During the weekend around 5 million drinks are served to the attendees. Of these 5 million, 25,000 bottles of rum are used as well as 70,000 litres of carrot juice. Now that’s a party.

  • Chicken is the spice of life

5 tons of chicken is served to the attendees, and that comes in all different styles. Fried, Caribbean, jerk, Trinidaian; you name it, they’ll have it.

  • Three and a half miles of colour 

The carnival route is 3.5 miles long, and makes its way through Notting Hill and Kensington, whilst the streets are lined with crowds and parties. Pick a good spot and choose your favourite float! The route may even go near to your hotel, passing in close proximity to the Park Grand London Lancaster Gate, giving you easy walking access to the fun.  

  • Free fun!

Notting Hill Carnival is free for all to attend, so all you have to do is turn up and enjoy yourself! 

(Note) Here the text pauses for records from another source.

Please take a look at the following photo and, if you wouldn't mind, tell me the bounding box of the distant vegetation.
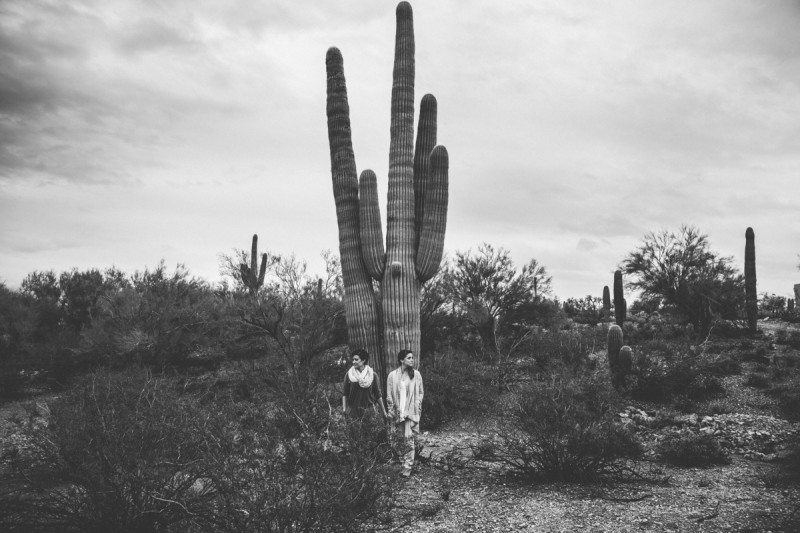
[2,229,799,530]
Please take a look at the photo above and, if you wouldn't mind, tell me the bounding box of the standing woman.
[386,349,424,477]
[342,349,388,419]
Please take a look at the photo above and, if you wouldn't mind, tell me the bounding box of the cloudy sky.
[1,0,799,299]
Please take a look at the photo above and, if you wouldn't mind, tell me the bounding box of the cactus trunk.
[325,2,448,377]
[382,2,420,366]
[744,227,757,332]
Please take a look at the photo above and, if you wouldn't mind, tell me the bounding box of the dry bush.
[480,370,642,483]
[0,368,397,532]
[421,349,495,430]
[657,433,730,467]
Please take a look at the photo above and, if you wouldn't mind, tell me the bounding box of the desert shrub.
[483,370,642,482]
[0,368,218,531]
[517,327,603,376]
[759,293,786,317]
[774,328,800,349]
[79,263,231,370]
[562,296,603,326]
[421,350,494,430]
[622,346,725,403]
[767,375,800,422]
[701,355,741,376]
[672,395,698,414]
[202,389,396,532]
[741,346,771,365]
[0,368,397,532]
[705,399,733,415]
[657,433,730,467]
[745,371,772,389]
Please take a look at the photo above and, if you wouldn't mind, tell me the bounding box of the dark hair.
[397,349,414,379]
[352,349,369,363]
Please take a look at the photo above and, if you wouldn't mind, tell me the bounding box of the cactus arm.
[416,145,449,283]
[413,93,438,251]
[359,169,386,280]
[257,253,268,286]
[325,46,383,374]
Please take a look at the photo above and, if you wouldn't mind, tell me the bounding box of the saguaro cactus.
[602,285,611,318]
[607,324,623,370]
[613,270,626,327]
[325,2,448,377]
[240,234,268,295]
[745,227,757,332]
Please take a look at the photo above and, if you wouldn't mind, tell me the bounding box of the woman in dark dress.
[342,349,388,418]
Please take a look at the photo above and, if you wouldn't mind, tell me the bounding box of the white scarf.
[347,364,374,388]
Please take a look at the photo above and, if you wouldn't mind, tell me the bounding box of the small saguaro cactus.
[613,270,627,327]
[607,324,623,372]
[618,346,633,374]
[325,2,449,377]
[240,234,268,295]
[745,227,757,332]
[602,285,611,318]
[793,284,800,306]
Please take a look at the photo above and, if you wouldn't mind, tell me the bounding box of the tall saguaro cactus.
[240,234,268,296]
[745,227,757,332]
[602,285,611,319]
[325,2,449,377]
[613,270,626,327]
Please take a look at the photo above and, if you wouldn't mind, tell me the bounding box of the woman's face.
[401,352,414,368]
[352,355,365,370]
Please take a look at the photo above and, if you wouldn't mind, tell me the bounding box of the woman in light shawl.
[342,349,388,418]
[386,349,424,477]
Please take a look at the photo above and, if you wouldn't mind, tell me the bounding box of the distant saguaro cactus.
[745,227,757,332]
[240,234,268,295]
[613,270,626,326]
[602,285,611,318]
[325,2,448,377]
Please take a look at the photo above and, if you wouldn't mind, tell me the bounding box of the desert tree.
[621,225,744,332]
[445,243,552,359]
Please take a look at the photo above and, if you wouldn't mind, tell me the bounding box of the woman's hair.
[397,349,414,379]
[352,348,369,363]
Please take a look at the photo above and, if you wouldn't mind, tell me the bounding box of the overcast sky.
[1,0,799,299]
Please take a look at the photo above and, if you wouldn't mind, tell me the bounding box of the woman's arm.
[342,375,349,412]
[385,371,395,414]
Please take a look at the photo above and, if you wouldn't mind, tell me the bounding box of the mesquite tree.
[744,227,757,332]
[325,2,449,377]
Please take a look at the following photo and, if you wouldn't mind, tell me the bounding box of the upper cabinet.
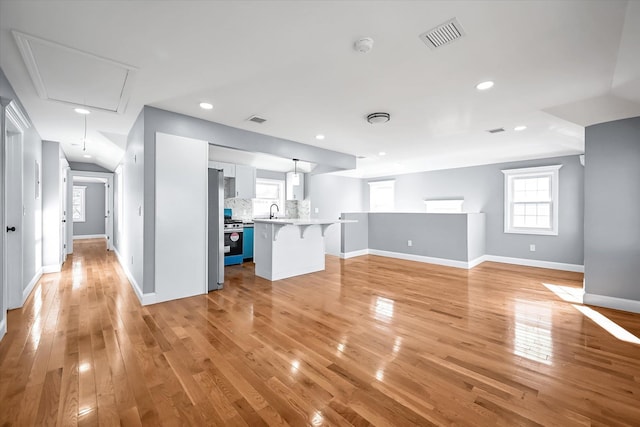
[286,172,305,200]
[235,164,256,199]
[208,161,235,177]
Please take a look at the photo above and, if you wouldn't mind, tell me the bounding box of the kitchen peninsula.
[253,218,354,281]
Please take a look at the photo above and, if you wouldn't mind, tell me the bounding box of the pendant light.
[82,114,88,152]
[292,158,300,186]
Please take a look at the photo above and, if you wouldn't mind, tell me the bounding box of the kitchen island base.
[254,222,326,281]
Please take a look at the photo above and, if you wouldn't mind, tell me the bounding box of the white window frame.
[253,178,285,217]
[502,165,562,236]
[72,185,86,223]
[368,180,395,212]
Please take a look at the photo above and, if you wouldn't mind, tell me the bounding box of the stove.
[224,219,244,231]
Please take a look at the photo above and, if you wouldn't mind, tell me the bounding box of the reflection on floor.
[1,239,640,425]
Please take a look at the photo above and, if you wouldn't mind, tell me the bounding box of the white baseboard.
[22,268,43,305]
[340,249,370,259]
[338,249,582,273]
[113,247,156,306]
[42,264,62,274]
[73,234,106,240]
[482,255,584,273]
[0,317,6,341]
[583,293,640,314]
[368,249,471,269]
[468,255,488,269]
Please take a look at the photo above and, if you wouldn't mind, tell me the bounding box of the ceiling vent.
[12,31,136,114]
[487,127,505,134]
[419,18,465,50]
[247,115,267,124]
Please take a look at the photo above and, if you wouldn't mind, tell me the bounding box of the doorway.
[67,170,114,253]
[2,99,31,338]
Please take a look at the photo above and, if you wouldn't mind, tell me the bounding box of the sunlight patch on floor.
[543,283,583,303]
[573,305,640,345]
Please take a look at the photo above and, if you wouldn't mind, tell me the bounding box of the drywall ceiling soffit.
[543,94,640,127]
[12,31,137,113]
[72,176,108,183]
[208,144,316,173]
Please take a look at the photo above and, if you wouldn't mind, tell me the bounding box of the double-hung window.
[368,180,395,212]
[253,178,284,217]
[502,165,561,235]
[72,185,86,222]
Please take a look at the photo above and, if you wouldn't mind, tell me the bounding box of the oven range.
[224,220,244,266]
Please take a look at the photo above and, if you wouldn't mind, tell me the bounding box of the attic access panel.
[13,31,136,113]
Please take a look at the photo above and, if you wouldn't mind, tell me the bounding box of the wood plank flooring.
[1,238,640,426]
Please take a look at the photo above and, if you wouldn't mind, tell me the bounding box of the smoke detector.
[354,37,374,54]
[366,112,390,124]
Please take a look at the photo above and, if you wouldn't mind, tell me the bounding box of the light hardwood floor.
[1,239,639,426]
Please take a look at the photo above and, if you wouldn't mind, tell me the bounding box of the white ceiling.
[1,1,639,177]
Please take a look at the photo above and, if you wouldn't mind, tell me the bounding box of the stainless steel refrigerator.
[208,169,224,290]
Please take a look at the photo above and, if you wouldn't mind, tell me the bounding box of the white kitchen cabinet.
[208,161,235,177]
[286,172,305,200]
[234,164,256,199]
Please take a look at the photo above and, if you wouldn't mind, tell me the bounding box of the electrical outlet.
[408,240,412,247]
[529,244,536,252]
[314,207,319,214]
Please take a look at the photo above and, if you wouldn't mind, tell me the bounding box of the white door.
[155,132,208,303]
[60,167,68,264]
[105,177,113,250]
[5,130,23,309]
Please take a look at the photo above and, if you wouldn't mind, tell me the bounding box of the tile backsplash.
[224,198,309,220]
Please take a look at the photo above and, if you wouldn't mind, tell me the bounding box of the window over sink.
[253,178,285,217]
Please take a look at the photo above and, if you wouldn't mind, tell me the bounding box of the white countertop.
[253,218,356,225]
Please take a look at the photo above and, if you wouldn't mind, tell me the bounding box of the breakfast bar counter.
[253,219,354,281]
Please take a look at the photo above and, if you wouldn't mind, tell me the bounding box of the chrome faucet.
[269,203,279,219]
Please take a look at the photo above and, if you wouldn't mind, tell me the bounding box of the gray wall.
[308,174,364,255]
[41,141,63,268]
[117,110,145,292]
[341,212,369,253]
[68,161,111,173]
[368,213,470,261]
[72,182,105,236]
[584,116,640,302]
[1,67,43,328]
[363,155,584,265]
[257,169,286,181]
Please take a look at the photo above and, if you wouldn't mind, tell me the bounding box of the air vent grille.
[419,18,465,49]
[248,115,266,124]
[487,127,505,134]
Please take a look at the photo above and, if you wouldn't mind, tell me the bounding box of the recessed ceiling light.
[74,108,90,115]
[475,81,494,91]
[83,154,92,158]
[199,102,213,110]
[315,134,325,140]
[514,125,527,131]
[378,151,387,156]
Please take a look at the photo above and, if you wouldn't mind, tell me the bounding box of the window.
[502,165,562,235]
[253,178,285,217]
[369,180,395,212]
[72,185,86,222]
[424,199,464,213]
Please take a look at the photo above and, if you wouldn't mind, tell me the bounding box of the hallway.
[1,239,639,425]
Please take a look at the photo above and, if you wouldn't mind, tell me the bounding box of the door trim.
[68,170,114,252]
[1,98,31,339]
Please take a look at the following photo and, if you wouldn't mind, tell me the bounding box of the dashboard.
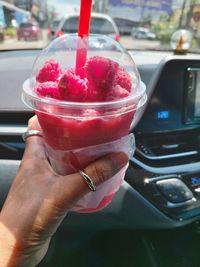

There you have it, a list of incredible facts about the Notting Hill Carnival. The scale of the weekend really does defy belief, so the best way to understand it is to attend! As you can probably tell by now, it gets really busy, so make sure you book your trip now so you don’t miss out. Try taking advantage of the Paddington Court Rooms Loyalty Programme to ensure you get a good deal, or check out the Park Grand London Kensington for a luxury escape from the madness on the streets. 

Whatever you end up doing, you are pretty much guaranteed an amazing weekend of colour, passion, love and great food; so get your sequins and face paint ready, and head to Kensington for the August bank holiday this summer.